222 (ISCA 1989)** — EM-4 core paper. 50K-gate PE, circular pipeline,
223 direct matching, strongly connected arc model. Most sophisticated
224 pipeline design in the literature.
225
2265. **da Silva & Watson, "A Pseudo-Associative Matching Store with Hardware
227 Hashing" (IEE 1983)** — Even though we're not using hash matching,
228 understanding WHY Manchester went this way and what the tradeoffs
229 were informs our design.
230
2316. **Culler, "Resource Management for the Tagged Token Dataflow
232 Architecture" (MIT TR-332, 1985)** — Token store overflow, deadlock,
233 frame-space management. Essential for understanding throttling and
234 resource constraints.
235
236### Should-Read (informs broader design context)
237
2387. **Dennis, "Building Blocks for Data Flow Prototypes" (ISCA 1980)** —
239 Modular hardware building blocks for discrete-logic dataflow. May
240 directly influence our board-level module decomposition.
241
2428. **Sakai et al., EM-4 network paper (Parallel Computing 1993)** —
243 Circular omega network design and deadlock prevention. Relevant
244 when we scale past shared bus.
245
2469. **Arvind & Nikhil, "Executing a Program on the MIT TTDA" (IEEE TC
247 1990)** — TTDA PE organisation, tag format, I-structure memory.
248 Foundational context for understanding Monsoon.
249
25010. **Papadopoulos & Traub, "Multithreading: A Revisionist View" (ISCA
251 1991)** — Sequential scheduling optimisation. Not for the
252 architecture, but for the microarchitectural shortcut idea.
253
254### Background (fills in the picture)
255
25611. **Lee & Hurson, "Dataflow Architectures and Multithreading" (IEEE
257 Computer 1994)** — Survey bridging pure dataflow to multithreading era.
258
25912. **Arvind & Culler, "Dataflow Architectures" (Annual Review 1986)** —
260 MIT perspective, good overview of the design space.
261
26213. **Grafe et al., "The Epsilon Dataflow Processor" (ISCA 1989)** —
263 Hybrid approach (Sandia), interesting as a contrast to show where
264 we DON'T want to go.
265
26614. **Watson & Gurd, "A Practical Data Flow Computer" (IEEE Computer
267 1982)** — Board-level Manchester hardware aimed at hardware engineers.
268
269---
270
271## 6. Key Open Questions Informed by Research
272
273Things the prior art survey surfaced that we should think about:
274
2751. **Monsoon's 128-word frames vs our 16-32 entry slots**: are we too
276 small? Monsoon's larger frames reduce allocation frequency but waste
277 space on small activations. Our smaller slots are more efficient but
278 may cause more allocation churn. Need to compile some test programs
279 and measure.
280
2812. **EM-4's circular pipeline**: their PE reuses pipeline stages for
282 different phases of token processing, reducing total hardware per PE.
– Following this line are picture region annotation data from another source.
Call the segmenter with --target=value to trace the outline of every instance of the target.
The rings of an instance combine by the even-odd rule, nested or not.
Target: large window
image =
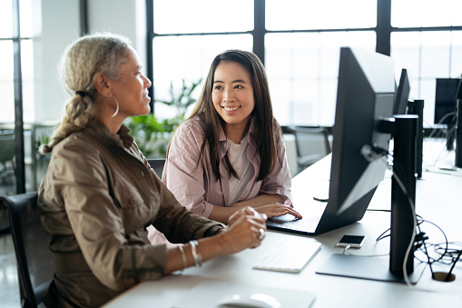
[[[182,79],[205,78],[218,53],[253,50],[265,65],[281,124],[331,126],[339,47],[349,45],[389,54],[397,78],[408,69],[410,98],[425,100],[428,127],[436,78],[462,74],[459,0],[147,1],[156,99],[168,95],[171,81],[179,86]],[[171,115],[159,104],[154,111]]]

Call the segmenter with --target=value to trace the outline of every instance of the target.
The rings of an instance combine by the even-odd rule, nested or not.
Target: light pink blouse
[[[162,182],[175,195],[177,200],[193,213],[209,217],[213,205],[231,206],[229,204],[228,173],[224,164],[227,150],[226,136],[220,128],[220,174],[217,178],[211,171],[208,146],[196,168],[204,140],[204,124],[194,116],[184,122],[176,131],[170,146],[169,156],[162,172]],[[251,124],[248,135],[249,147],[247,157],[251,164],[252,176],[246,184],[237,202],[256,197],[260,194],[279,194],[286,199],[286,204],[291,204],[290,173],[286,157],[286,148],[279,128],[275,131],[278,146],[278,163],[271,174],[262,181],[256,182],[260,172],[260,156],[255,155],[255,142]]]

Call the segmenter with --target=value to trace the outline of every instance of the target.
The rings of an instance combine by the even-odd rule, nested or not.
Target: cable
[[[415,204],[414,204],[414,202],[412,201],[412,199],[409,197],[409,195],[408,194],[408,190],[406,189],[403,183],[399,179],[399,176],[396,175],[395,173],[393,173],[393,175],[394,175],[395,180],[397,181],[398,184],[401,188],[401,191],[408,197],[408,201],[409,203],[409,206],[410,206],[411,212],[412,212],[412,221],[413,221],[412,234],[410,237],[409,244],[408,245],[408,249],[406,250],[406,253],[404,254],[403,276],[404,276],[404,281],[406,282],[406,284],[413,287],[414,285],[409,281],[409,277],[408,275],[408,271],[406,271],[406,263],[408,263],[408,260],[409,258],[410,250],[411,250],[412,246],[414,245],[414,240],[416,238],[416,227],[418,225],[418,222],[417,222],[416,212],[415,212]]]

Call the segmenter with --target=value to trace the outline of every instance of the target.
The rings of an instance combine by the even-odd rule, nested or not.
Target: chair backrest
[[[288,130],[295,136],[299,166],[297,173],[318,162],[331,152],[327,128],[292,126],[289,127]]]
[[[165,165],[165,158],[148,159],[148,163],[151,165],[151,168],[154,169],[154,172],[157,174],[157,175],[162,178],[163,166]]]
[[[0,132],[0,163],[11,161],[15,157],[15,131]]]
[[[36,307],[42,303],[54,271],[48,235],[37,210],[37,193],[2,196],[0,205],[8,211],[21,305]]]

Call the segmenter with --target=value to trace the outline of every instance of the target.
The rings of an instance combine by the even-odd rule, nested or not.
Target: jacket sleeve
[[[286,146],[282,133],[278,128],[276,134],[278,161],[272,173],[263,179],[260,187],[260,193],[278,194],[283,196],[286,204],[291,204],[292,195],[290,171],[289,170],[289,163],[286,155]]]
[[[182,124],[172,139],[162,182],[181,204],[209,217],[213,205],[205,201],[207,170],[199,160],[203,136],[197,128]]]

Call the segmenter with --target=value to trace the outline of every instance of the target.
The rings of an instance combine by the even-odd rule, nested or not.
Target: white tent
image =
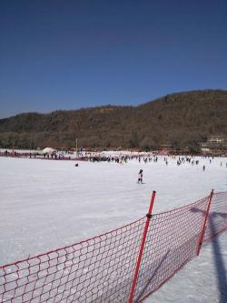
[[[54,149],[52,147],[45,147],[43,151],[44,154],[53,154],[56,152],[56,149]]]

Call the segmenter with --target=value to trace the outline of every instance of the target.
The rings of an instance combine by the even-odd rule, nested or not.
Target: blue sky
[[[227,89],[227,1],[1,0],[0,117]]]

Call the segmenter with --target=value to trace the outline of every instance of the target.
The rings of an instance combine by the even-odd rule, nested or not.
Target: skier
[[[138,182],[137,183],[143,183],[143,169],[140,169],[138,174]]]

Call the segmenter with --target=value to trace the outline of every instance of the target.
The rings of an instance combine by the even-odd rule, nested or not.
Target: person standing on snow
[[[137,183],[143,183],[143,169],[140,169],[138,174],[138,182]]]

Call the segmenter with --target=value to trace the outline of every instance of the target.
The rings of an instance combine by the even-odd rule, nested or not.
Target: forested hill
[[[167,95],[138,106],[106,106],[0,119],[0,146],[159,148],[196,146],[210,136],[227,138],[227,91]]]

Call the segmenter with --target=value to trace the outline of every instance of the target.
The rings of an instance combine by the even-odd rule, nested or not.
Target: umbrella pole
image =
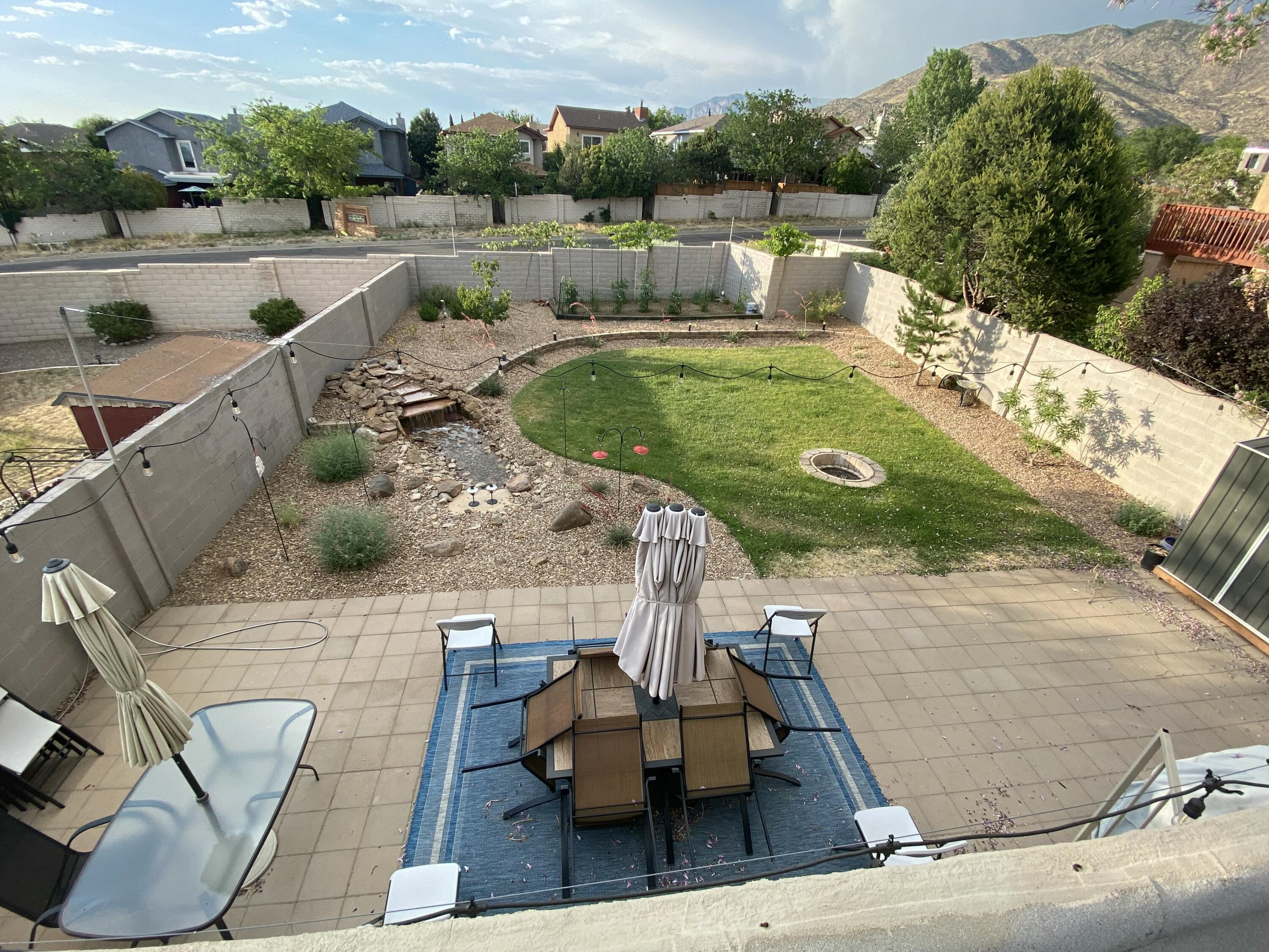
[[[194,772],[189,769],[189,764],[185,763],[185,758],[183,758],[180,754],[173,754],[171,759],[176,762],[176,767],[180,768],[181,777],[185,778],[185,782],[189,784],[189,788],[194,791],[194,800],[197,800],[199,803],[206,803],[207,791],[203,790],[203,784],[198,782],[198,778],[194,776]]]

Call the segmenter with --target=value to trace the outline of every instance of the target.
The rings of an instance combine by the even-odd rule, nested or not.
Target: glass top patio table
[[[185,763],[148,768],[84,864],[58,916],[84,938],[198,932],[221,922],[291,788],[312,731],[311,701],[265,698],[193,715]]]

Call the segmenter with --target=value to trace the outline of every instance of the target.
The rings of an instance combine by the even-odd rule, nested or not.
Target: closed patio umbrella
[[[189,781],[194,796],[206,800],[207,793],[180,757],[193,721],[168,692],[146,678],[136,645],[105,608],[114,589],[67,559],[48,560],[41,588],[43,619],[70,625],[89,660],[114,689],[128,767],[154,765],[171,758]]]
[[[704,621],[697,598],[713,538],[703,509],[647,505],[634,526],[634,600],[617,636],[618,664],[664,699],[678,682],[706,677]]]

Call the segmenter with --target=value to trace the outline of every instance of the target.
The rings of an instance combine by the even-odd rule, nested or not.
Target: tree
[[[1148,182],[1195,156],[1203,147],[1203,140],[1189,126],[1179,122],[1133,129],[1124,137],[1123,145],[1128,151],[1132,174]]]
[[[89,137],[89,143],[96,146],[98,149],[105,149],[105,140],[102,138],[102,129],[109,128],[115,123],[109,116],[85,116],[82,119],[75,122],[75,128],[80,132],[86,132]]]
[[[1239,157],[1232,149],[1200,152],[1173,169],[1166,185],[1187,204],[1247,206],[1256,197],[1260,176],[1240,169]]]
[[[499,136],[478,129],[459,132],[449,137],[440,152],[439,175],[459,194],[499,201],[537,187],[534,176],[520,168],[520,137],[515,129]]]
[[[1093,81],[1037,66],[983,93],[933,147],[886,241],[916,277],[959,228],[966,305],[1082,339],[1098,305],[1137,275],[1143,209]]]
[[[258,99],[236,126],[189,119],[203,140],[203,159],[228,179],[214,192],[237,198],[305,198],[313,203],[338,195],[374,194],[353,184],[358,156],[374,136],[346,123],[329,123],[325,109],[292,109]]]
[[[659,221],[628,221],[621,225],[605,225],[600,231],[608,236],[615,248],[634,248],[647,251],[657,241],[662,245],[674,241],[679,232],[673,226]]]
[[[48,189],[39,170],[16,142],[0,140],[0,225],[18,234],[18,222],[43,208]]]
[[[1110,0],[1121,10],[1132,0]],[[1235,6],[1231,0],[1198,0],[1194,13],[1206,14],[1211,27],[1199,46],[1206,62],[1232,62],[1269,36],[1269,0]]]
[[[858,149],[839,157],[824,174],[824,184],[832,185],[844,195],[872,194],[877,184],[877,168]]]
[[[925,364],[930,360],[945,360],[952,355],[950,352],[940,352],[940,348],[957,335],[958,327],[947,319],[953,308],[925,288],[909,282],[904,284],[904,293],[907,294],[907,307],[900,308],[896,315],[898,329],[895,336],[905,354],[921,358],[921,366],[912,378],[912,386],[916,386],[921,382]]]
[[[717,128],[708,128],[680,142],[670,156],[666,179],[693,185],[713,185],[735,171],[727,143]]]
[[[420,109],[418,116],[410,119],[410,131],[405,133],[405,141],[410,150],[410,161],[419,166],[420,179],[428,180],[437,174],[439,137],[440,119],[431,109]]]
[[[827,165],[832,146],[825,138],[824,117],[810,102],[792,89],[745,93],[733,102],[722,137],[736,166],[760,182],[784,182]]]
[[[683,117],[670,107],[659,105],[647,114],[647,131],[656,132],[657,129],[664,129],[666,126],[676,126],[680,122],[683,122]]]

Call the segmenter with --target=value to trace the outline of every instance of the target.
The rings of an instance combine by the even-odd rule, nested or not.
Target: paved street
[[[736,226],[733,237],[749,240],[760,237],[761,227]],[[817,239],[836,239],[838,226],[812,226],[805,228]],[[864,230],[862,227],[840,228],[841,237],[851,241],[863,241]],[[683,244],[708,245],[713,241],[726,241],[728,230],[726,227],[711,228],[708,231],[684,231]],[[612,242],[602,235],[582,236],[588,244],[596,248],[612,248]],[[298,242],[293,245],[236,245],[233,248],[180,248],[180,249],[154,249],[146,251],[98,251],[93,254],[48,255],[47,258],[24,258],[20,260],[6,260],[0,263],[3,272],[44,272],[44,270],[82,270],[99,268],[136,268],[141,263],[168,263],[168,264],[195,264],[214,263],[226,264],[230,261],[246,261],[261,255],[280,255],[287,258],[362,258],[367,254],[448,254],[453,246],[463,250],[472,250],[481,242],[489,241],[483,237],[459,237],[453,245],[448,237],[420,239],[412,241],[349,241],[349,242]]]

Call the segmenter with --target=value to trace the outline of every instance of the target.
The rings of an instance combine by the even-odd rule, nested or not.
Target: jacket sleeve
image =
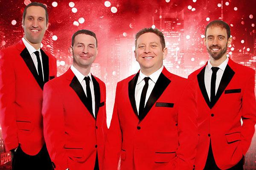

283 Worth investigating whether our 5-stage pipeline could benefit from
284 a similar trick.
285
2863. **EM-4's strongly connected arc model**: a different take on monadic
287 chains where consecutive operations within a thread execute without
288 re-entering the network. Related to the sequential scheduling idea
289 but architecturally distinct. Need to read the papers to understand
290 the hardware implications.
291
2924. **I-structure memory (Arvind)**: presence bits on structure memory
293 words for synchronisation. Our SM doesn't currently have this — SM
294 operations are simple read/write/RMW. I-structures enable deferred
295 reads (read of empty word blocks until write arrives). This is a
296 significant capability for certain parallel patterns. Worth
297 evaluating whether SM should support it.